Temmuz 12, 2011

ters/düz

Bir an önce sabah olsun diye heyecanlandığımız için uyuyamayız ya bazen işte öyle bir gece bu gece de. Uyuyamadıkça sabah daha da uzaklaşır. Oysa uyuyuversek ne olduğunu anlamadan sabah da oluverecek. Her ne için heyecanlanıyorsak, o şeyin/işin/kişinin kucağında buluvereceğiz kendimizi. Fakat olmaz işte. Her nerdeyse o uyku, kimin gözlerindeyse gelip bizim gözlerimizi bulmaz. Heyecanlı heyecanlı yarının hayaliyle/planlarıyla geceyi uzattıkça uzatırız. Gece uzadıkça da yavaşlar zaman, bazen durduğunu bile sanabiliriz. Aşığa kavuşma günüyse yarın, onun gözleri, dudakları canlanır gözümüzün önünde. Uyumak için gözlerimizi yumarız, sevgiliye sarılıp, onun kokusunu içimize çekerek küçük küçük öptüğümüzü görürüz. Oysa kısa bir boşluk ve ardından gelen uykudur sevgilinin kokusunu gerçekten içimize çekmek için gereken. İzin vermez heyecan. Açar gözlerimizi karanlığın ortasına. Karanlık oda sevgilin güzel yüzüyle dolar taşar. Sonra kalkar bir müzik açarız ve odada kendi kendimize dans ederiz. Onunla dans ediyormuş gibi, ellerimiz sevgiliyi sarmış gibi yapıp döneriz odanın içinde. Belki sevgiliyle hiç yapılmamıştır ve yapılmayacaktır o dans ama o an için sizin dansınızdır o.

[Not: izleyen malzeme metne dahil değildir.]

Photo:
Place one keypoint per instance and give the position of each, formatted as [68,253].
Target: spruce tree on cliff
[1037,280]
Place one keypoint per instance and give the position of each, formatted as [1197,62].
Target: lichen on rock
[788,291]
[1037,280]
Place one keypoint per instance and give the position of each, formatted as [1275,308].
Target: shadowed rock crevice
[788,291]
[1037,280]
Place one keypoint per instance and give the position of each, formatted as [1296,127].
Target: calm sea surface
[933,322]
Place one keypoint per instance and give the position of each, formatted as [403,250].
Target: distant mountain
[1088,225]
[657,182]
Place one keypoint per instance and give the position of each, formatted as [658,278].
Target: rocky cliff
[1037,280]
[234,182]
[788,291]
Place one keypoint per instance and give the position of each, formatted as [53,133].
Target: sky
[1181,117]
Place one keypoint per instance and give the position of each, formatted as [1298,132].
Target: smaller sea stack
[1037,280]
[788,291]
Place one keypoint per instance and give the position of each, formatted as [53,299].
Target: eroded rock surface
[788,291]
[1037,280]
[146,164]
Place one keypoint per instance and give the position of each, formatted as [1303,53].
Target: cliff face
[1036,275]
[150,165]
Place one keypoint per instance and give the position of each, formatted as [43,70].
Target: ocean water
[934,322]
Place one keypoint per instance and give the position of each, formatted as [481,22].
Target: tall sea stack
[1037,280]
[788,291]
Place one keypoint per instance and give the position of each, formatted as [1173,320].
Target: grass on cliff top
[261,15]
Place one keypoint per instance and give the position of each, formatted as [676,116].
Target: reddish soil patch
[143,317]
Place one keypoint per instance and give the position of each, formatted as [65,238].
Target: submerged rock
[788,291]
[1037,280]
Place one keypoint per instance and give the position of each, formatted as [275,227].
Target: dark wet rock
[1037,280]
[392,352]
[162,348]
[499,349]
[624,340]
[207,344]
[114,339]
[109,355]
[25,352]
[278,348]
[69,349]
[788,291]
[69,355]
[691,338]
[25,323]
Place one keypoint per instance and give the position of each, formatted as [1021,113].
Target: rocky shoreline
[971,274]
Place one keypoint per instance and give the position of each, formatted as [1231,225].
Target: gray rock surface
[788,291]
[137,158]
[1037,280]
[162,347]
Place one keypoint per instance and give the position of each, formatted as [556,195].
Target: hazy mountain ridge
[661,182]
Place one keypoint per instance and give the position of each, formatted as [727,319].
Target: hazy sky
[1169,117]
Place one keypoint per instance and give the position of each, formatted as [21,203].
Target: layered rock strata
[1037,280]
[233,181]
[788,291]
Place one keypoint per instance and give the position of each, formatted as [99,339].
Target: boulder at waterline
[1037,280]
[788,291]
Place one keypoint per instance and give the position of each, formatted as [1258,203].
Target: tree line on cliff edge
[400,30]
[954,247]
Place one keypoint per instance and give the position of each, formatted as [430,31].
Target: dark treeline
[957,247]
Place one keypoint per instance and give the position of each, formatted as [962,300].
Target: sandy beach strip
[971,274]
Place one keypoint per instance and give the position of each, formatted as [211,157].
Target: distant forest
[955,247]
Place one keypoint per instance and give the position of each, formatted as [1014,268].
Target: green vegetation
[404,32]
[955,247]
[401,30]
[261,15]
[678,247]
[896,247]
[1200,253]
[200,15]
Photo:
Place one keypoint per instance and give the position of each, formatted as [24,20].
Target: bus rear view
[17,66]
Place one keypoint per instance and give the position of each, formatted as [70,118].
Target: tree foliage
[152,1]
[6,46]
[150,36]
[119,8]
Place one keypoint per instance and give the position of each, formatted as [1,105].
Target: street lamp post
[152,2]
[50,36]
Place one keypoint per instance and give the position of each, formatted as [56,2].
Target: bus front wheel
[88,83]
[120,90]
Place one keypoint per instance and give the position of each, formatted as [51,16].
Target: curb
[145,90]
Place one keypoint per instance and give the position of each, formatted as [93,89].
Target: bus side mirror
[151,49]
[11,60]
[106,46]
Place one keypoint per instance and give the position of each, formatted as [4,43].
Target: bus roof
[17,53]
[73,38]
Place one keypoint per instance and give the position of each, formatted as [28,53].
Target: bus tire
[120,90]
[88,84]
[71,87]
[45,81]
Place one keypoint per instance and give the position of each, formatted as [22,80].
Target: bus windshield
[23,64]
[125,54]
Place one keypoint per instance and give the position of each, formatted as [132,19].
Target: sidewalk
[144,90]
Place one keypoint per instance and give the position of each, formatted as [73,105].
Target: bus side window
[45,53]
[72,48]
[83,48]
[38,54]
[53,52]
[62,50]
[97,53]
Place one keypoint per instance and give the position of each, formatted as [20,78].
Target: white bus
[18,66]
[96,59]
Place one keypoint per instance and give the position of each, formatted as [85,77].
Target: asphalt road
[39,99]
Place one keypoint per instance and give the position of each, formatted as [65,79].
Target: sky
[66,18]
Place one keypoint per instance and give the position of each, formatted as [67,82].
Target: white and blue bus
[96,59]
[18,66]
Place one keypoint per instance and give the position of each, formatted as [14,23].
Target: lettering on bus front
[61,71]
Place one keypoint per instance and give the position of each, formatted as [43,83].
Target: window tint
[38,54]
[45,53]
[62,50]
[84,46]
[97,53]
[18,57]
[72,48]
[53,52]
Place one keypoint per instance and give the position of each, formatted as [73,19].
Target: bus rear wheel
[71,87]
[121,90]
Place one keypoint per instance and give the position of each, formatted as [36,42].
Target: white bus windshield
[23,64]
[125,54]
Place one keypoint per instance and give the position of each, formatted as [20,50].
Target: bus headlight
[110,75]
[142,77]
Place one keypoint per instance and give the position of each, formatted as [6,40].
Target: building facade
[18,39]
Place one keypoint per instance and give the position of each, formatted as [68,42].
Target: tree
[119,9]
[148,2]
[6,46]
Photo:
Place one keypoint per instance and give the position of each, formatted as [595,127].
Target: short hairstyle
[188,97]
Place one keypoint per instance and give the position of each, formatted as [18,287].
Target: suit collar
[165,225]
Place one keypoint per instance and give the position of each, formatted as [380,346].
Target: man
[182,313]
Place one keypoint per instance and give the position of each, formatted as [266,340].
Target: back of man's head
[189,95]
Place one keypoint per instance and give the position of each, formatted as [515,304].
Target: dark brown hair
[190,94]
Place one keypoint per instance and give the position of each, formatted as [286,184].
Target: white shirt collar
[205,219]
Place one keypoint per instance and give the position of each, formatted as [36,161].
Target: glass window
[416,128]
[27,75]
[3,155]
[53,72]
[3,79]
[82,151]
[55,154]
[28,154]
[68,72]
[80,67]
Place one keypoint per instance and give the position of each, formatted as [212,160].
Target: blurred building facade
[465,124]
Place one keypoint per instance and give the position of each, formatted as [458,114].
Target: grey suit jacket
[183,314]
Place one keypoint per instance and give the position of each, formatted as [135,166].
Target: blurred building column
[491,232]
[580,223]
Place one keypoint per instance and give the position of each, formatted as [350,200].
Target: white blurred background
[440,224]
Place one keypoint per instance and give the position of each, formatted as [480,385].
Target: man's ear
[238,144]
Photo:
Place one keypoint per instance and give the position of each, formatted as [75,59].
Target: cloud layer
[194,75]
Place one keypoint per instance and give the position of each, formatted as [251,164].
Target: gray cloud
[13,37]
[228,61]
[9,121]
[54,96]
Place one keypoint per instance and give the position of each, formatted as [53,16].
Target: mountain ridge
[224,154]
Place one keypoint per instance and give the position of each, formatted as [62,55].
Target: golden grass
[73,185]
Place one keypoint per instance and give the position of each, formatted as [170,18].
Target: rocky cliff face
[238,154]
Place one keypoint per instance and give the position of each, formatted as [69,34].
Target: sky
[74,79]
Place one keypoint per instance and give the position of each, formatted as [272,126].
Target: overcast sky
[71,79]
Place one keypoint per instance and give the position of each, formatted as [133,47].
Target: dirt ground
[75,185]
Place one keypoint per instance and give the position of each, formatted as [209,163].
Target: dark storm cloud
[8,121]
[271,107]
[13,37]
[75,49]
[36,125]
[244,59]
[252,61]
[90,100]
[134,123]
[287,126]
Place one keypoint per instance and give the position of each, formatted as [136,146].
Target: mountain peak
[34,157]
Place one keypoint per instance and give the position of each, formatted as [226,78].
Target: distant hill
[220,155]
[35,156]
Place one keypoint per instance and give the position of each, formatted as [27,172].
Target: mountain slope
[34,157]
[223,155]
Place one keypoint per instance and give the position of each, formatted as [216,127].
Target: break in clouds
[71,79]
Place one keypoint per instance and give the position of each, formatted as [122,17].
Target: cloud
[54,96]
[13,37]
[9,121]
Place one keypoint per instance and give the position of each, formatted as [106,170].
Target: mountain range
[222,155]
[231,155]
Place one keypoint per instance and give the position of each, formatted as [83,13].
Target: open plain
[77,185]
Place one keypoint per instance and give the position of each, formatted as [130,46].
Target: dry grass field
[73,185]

Bir de sabah olmasın diye uyumak istemediğimiz geceler vardır. Hakikaten de uyumayız ama sabah olacak olan her neyse sabaha kadar sabah olmuş ve olan olmuş gibi hissederiz acıyı. Uyusak kabuslar görmekten korkarız, uyanık kalsak sabahı düşünüp kahrolmaktan korkarız. Böyle gecelerde hep korkarız ve kendimize/korkumuza inat en üzücü şarkıları dinleriz. Dinledikçe acımızı daha da derinleştiririz. Acılar derinleştikçe de tüm şarkılar bize yazılmaya başlar. Her kelimede kendimizi bulur daha sıkarız dişlerimizi. Hayır, yarın onu son göreceğimiz gün olmamalıdır. Fakat öyledir işte. Yarın sonudur onunla ilgili her şeyin; tüm sarılıp uyumaların, onun kokusunun, teninin güzelliğinin, bize bir şeyler anlatırkenki heyecanını izlemenin… Sonudur yarın ve son konuşmayı yapmak için de olsa onu bir kez daha göreceğimize sevinecek kadar umutsuz haldeyizdir. İçimizde koca bir duman bulutuyla kıvranırız yatakta. Nefes almamızı zorlaştırır bulut. Sabah olmasın, diye dualar ederken tanrıya lanet ederiz diğer taraftan.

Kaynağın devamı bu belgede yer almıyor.